I agree that for apples-to-apples, the 44 should be subtracted from the 280. But I don’t agree that the 44 jobs are a “dubious” category at all. And I also don’t agree that — at least in the case of the Miami market — your knock on small firms is valid (although I understand that nationally it may have merit).
It’s hard to generalize about the ‘JD advantage’ jobs because they are so varied, but I know them to include work in investment banks, and in industry. And I know of a student who went to work in the family manufacturing firm, having gotten a law degree not to practice but because he thought it would help him run the company some day. I certainly don’t want to suggest that all jobs in that (smallish) category are like that, because I’m sure they are not, but I think it’s more wrong to dismiss them than to count them — at least as long as the category is a relatively small percentage of the graduating class.
I almost wrote about the small firm thing in the original post, because it’s something one hears often enough to suspect it must have truth, at least in most markets. But the Miami legal market — which is where we place a lot of grads — is different from almost any other city our size. We have a lot more small firms than is normal. I don’t know why, but that is how it is. Just today as I was coming out of the gym I ran into a former student — who did very well — who is studying for the bar and tells me he has accepted a job in the firm where he’s been clerking the last two years. He’ll be the second lawyer in the firm, which is a boutique provider of immigration advice to executives. “I go to work happy every day,” he said. One of my research assistants from last semester is going to be the only associate in a two-lawyer boutique formed by two big-shot lawyers who are leaving large firms to start their own. There’s just a lot of it around. Again, I don’t know why that is, but I’d be very wary of treating the small firm number as being as negative as I gather it is elsewhere.
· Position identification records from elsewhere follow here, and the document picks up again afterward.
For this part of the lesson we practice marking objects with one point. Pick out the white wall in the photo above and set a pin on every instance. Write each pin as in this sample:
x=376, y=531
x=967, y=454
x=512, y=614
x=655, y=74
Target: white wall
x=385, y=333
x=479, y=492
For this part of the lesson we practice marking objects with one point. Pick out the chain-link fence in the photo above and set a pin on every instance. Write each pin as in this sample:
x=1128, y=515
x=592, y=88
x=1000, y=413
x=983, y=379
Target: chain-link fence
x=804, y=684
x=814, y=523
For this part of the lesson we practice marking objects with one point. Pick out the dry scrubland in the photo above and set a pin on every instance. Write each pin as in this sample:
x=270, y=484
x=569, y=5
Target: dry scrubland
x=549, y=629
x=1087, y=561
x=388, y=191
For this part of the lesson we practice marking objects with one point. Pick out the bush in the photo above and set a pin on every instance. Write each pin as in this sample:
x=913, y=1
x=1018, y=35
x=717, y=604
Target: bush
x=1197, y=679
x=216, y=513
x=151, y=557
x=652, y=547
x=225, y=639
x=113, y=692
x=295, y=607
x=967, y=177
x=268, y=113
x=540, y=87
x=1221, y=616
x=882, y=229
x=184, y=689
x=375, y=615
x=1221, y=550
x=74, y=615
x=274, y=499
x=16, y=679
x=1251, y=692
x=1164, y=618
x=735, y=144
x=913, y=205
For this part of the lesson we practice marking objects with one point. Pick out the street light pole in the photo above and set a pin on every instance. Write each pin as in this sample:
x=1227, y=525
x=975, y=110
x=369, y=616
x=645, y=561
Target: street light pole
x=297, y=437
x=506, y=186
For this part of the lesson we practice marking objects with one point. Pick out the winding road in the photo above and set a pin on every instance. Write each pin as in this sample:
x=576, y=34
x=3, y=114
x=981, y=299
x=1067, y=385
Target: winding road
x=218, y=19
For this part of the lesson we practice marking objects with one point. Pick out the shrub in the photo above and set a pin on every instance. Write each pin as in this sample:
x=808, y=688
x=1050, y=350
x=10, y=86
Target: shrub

Incidentally, I’m still hoping for hard numbers about the rate at which the Legal Corps fellows found work after their six-month post-bar-admission equivalent of a legal residency. The placement office, which I have found to be reliable in the past, estimates it to be about 80%, but I’m holding out for a firm count.
All of which is in service of saying that our number. while far from ideal, is substantially better than your comment suggests.
“Slightly more than half of the class of 2011 — 55 percent — found full-time, long-term jobs that require bar passage nine months after they graduated, according to employment figures released on June 18 by the American Bar Association.”
I would say that this is not a good figure, since that’s the core of a law program’s purpose.
Is these are the appropriate figures (from http://www.law.miami.edu/finaid/pdf/2011/continuing_students_031711.pdf), then the total explicit cost of attendance (not counting lost earnings) is $60K/year, resulting in a total of $180K.
You are comparing the national employment figure to Miami’s cost figure. You should be comparing that number to Miami’s employment figure — which is higher than the national number (but still too low), or comparing the national figure to whatever the average national tuition is. And, as I’ve argued above, I’d lump the “JD advantage,” or at least a good chunk of it, with the “JD required” number.
Even so, in this legal recession at least and possibly after it as well, a substantial minority of our grads — up to 20%? — will not find their legal degree enhances their short-term employability, and will struggle to find work that uses their new human capital. The days in which a law degree could be seen as a near-guaranteed meal ticket are over — especially if you don’t do very well in law school. It is important people understand that before deciding to attend.